Spontaneous survival rates for acute liver failure vary according to aetiology from between 60 and 70% for paracetamol overdose to as low as 18% for patients with viral hepatitis. Many patients require extreme measures to improve survival; in all 30–40% require emergency liver transplantation. Overall mortality rates for those unable to undergo urgent transplantation have been reported to be as high as 35–57%.21,22
Similarly, chronic liver diseases, in particular cirrhosis, has a poor prognosis, Recent evidence suggests that cirrhosis reduces the estimated life expectancy by 37 years and by 20 years among 30 and 50-year-olds, respectively.23 In addition, the incidence of hepato-cellular carcinoma in European patients with cirrhosis has been reported to be in the order of 5–6% per annum.24 As well as high mortality rates, chronic liver disease typically results in a significant reduction in the quality of life of the patient. One recent study revealed that patients with moderate to severe liver disease reported similar reductions in all aspects of quality of life to patients recovering from a stroke.25 Such data confirm the significant social impact of liver disease on patients and their families.

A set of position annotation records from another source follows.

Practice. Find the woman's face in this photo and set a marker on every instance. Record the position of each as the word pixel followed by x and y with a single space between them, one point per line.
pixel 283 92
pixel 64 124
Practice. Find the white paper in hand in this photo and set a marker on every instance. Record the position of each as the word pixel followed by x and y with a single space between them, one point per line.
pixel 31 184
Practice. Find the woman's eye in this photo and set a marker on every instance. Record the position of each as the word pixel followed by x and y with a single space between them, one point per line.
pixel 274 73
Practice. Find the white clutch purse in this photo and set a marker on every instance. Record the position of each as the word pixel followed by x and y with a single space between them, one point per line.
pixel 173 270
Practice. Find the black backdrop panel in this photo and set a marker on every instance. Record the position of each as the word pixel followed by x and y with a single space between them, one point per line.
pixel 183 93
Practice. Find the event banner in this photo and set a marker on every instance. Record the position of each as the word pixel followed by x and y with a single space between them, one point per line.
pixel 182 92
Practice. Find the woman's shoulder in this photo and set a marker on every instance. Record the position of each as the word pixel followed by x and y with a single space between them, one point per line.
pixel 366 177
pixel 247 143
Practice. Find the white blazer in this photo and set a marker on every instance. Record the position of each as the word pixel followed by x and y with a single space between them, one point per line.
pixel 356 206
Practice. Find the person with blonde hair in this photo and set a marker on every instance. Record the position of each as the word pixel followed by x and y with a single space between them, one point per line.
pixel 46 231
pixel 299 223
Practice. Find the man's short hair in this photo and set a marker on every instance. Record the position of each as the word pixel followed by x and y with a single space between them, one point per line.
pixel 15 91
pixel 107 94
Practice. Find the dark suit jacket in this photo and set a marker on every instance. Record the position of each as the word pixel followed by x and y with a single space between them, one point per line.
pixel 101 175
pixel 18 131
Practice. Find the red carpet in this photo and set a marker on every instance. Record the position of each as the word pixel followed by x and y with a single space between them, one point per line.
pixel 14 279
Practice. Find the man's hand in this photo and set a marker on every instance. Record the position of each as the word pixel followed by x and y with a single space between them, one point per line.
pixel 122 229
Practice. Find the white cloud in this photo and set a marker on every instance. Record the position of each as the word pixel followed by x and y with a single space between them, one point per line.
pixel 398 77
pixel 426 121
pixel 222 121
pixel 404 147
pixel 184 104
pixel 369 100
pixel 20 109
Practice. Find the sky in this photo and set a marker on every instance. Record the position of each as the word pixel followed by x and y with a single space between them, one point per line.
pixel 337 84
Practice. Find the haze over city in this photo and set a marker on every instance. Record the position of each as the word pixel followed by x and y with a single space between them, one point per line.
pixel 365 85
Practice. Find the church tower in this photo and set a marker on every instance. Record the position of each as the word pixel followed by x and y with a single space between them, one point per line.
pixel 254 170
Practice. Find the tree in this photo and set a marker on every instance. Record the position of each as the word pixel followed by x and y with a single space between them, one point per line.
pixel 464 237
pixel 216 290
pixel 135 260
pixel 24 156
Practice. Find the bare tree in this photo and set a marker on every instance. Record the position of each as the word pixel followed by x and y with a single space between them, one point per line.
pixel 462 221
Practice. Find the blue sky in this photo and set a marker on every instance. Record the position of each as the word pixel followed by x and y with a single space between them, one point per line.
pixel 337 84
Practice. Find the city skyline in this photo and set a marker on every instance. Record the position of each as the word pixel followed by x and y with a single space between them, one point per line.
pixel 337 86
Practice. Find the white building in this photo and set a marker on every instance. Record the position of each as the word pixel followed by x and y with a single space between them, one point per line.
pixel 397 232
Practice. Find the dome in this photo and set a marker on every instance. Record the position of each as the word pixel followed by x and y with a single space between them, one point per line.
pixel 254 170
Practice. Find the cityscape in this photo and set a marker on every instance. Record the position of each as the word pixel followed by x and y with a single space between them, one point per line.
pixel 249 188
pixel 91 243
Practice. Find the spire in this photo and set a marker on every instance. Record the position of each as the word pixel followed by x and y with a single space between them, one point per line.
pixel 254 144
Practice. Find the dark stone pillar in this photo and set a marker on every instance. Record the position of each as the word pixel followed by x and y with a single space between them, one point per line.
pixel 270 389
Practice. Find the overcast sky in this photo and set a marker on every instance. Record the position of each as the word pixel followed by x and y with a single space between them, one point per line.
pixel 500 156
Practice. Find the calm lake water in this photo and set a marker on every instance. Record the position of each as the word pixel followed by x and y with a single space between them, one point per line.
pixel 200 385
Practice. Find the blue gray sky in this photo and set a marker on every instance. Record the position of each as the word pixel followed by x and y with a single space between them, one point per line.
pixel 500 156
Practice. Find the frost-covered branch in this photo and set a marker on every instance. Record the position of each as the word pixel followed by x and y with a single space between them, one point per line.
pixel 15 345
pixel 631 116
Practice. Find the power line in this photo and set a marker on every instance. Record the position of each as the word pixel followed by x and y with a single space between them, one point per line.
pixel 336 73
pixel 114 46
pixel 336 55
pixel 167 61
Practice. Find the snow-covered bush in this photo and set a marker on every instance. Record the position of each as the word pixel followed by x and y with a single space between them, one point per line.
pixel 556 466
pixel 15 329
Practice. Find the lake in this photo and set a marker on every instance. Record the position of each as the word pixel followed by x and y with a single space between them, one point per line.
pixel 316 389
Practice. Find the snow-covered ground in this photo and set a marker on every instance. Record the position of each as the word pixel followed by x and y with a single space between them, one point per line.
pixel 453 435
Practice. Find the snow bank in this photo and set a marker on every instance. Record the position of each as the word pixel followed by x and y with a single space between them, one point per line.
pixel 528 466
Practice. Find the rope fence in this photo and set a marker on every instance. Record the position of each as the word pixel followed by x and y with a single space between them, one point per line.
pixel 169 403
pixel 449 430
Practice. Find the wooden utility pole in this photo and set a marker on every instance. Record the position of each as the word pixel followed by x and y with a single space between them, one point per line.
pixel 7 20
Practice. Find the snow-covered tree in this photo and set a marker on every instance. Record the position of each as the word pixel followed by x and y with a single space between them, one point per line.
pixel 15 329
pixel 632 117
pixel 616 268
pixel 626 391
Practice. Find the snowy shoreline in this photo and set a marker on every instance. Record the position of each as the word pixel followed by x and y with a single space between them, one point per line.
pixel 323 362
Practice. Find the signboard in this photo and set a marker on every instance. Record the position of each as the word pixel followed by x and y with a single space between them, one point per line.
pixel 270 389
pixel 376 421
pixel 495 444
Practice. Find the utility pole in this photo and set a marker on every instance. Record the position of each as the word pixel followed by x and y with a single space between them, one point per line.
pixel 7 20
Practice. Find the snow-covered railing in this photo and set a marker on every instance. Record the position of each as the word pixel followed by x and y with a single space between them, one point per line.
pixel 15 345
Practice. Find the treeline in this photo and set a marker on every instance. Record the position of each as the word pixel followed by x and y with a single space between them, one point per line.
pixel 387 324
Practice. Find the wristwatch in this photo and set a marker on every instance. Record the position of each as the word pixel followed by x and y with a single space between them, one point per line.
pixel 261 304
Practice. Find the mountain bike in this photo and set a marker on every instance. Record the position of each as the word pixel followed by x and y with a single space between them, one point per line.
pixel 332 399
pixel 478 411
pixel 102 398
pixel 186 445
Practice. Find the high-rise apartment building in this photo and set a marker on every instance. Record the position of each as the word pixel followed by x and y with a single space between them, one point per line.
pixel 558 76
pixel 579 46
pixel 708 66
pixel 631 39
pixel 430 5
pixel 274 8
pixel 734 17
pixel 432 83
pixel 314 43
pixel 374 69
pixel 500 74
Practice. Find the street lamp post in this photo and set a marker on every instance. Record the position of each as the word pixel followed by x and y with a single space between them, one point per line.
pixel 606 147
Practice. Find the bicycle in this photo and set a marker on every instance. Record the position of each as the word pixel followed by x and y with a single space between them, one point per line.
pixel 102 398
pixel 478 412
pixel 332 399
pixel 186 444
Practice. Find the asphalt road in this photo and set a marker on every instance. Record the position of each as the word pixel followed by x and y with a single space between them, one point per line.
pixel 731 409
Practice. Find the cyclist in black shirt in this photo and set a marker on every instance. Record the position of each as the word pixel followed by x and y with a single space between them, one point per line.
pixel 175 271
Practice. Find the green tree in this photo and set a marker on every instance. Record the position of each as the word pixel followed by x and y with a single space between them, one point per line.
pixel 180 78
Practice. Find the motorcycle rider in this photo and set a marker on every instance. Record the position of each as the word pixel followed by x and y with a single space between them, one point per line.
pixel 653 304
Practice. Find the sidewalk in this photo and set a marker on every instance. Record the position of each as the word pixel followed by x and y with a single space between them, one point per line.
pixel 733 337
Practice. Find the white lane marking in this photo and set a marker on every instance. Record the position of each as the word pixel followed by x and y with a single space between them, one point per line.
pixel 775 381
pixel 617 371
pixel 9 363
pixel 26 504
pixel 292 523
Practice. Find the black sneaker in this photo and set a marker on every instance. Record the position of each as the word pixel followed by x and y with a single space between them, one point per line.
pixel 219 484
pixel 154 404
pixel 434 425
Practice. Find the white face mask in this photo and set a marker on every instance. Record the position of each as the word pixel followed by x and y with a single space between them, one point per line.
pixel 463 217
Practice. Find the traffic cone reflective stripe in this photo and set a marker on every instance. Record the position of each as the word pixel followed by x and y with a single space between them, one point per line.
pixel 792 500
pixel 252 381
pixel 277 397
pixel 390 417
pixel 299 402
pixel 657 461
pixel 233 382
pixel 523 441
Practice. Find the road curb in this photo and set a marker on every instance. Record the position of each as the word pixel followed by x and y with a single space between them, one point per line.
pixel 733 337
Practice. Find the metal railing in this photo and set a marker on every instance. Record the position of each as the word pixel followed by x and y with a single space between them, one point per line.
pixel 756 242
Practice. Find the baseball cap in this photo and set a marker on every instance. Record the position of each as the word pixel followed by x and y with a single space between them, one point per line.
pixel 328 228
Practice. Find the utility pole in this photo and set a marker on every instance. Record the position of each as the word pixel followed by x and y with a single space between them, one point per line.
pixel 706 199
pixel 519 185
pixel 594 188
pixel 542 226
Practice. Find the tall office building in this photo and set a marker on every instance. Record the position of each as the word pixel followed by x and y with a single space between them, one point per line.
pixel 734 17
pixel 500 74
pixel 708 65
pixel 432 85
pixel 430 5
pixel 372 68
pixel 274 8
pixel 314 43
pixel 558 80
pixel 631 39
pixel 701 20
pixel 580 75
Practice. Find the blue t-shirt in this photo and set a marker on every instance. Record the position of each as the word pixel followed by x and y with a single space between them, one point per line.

The financial burden of direct costs alone for liver disease is considerable and set to increase. It has been documented that just over 2% of all hospital discharges in America in 1998 cited a hepatitis C-related diagnosis.26 The estimated direct medical costs for hepatitis C alone during that year was US$1 billion. Medical treatment employing combination interferon-alpha therapy costs €4000−5000 per quality-adjusted year of life gained, and is effective in only about 40% of cases.27 Over one-third of all liver transplants are currently performed for hepatitis C-related conditions, which represents a five-fold increase on figures from 1990. The estimated cost per liver transplant reported in the literature varies from an average of €33 000 to €94 000.28,29
Another regularly used benchmark of cost, length of hospital stay, is also prolonged for individuals with chronic liver disease, with a reported average of 10.2 days, although specialist gastroenterology consultation can reduce this.30 With future epidemiological projections predicting a four-fold increase in the number of people at risk of chronic liver disease over the next 10–15 years, the enormous financial implications for health services throughout Europe are only too apparent, if significant steps are not taken in attempt to reduce transmission of infective hepatitis and the regular abuse of alcohol among European populations.
The costs of treating end-stage liver disease and hepatocellular carcinoma superimposed on cirrhosis are high. Prevention of cirrhosis and thus hepatocellular carcinoma is the key to reducing health care costs and overall disease burden.
Prevention of hepatitis B and C infection by vaccination and universal precautions, as well as identification and treatment of chronic hepatitis C patients and reduction of alcohol consumption would all contribute to this objective.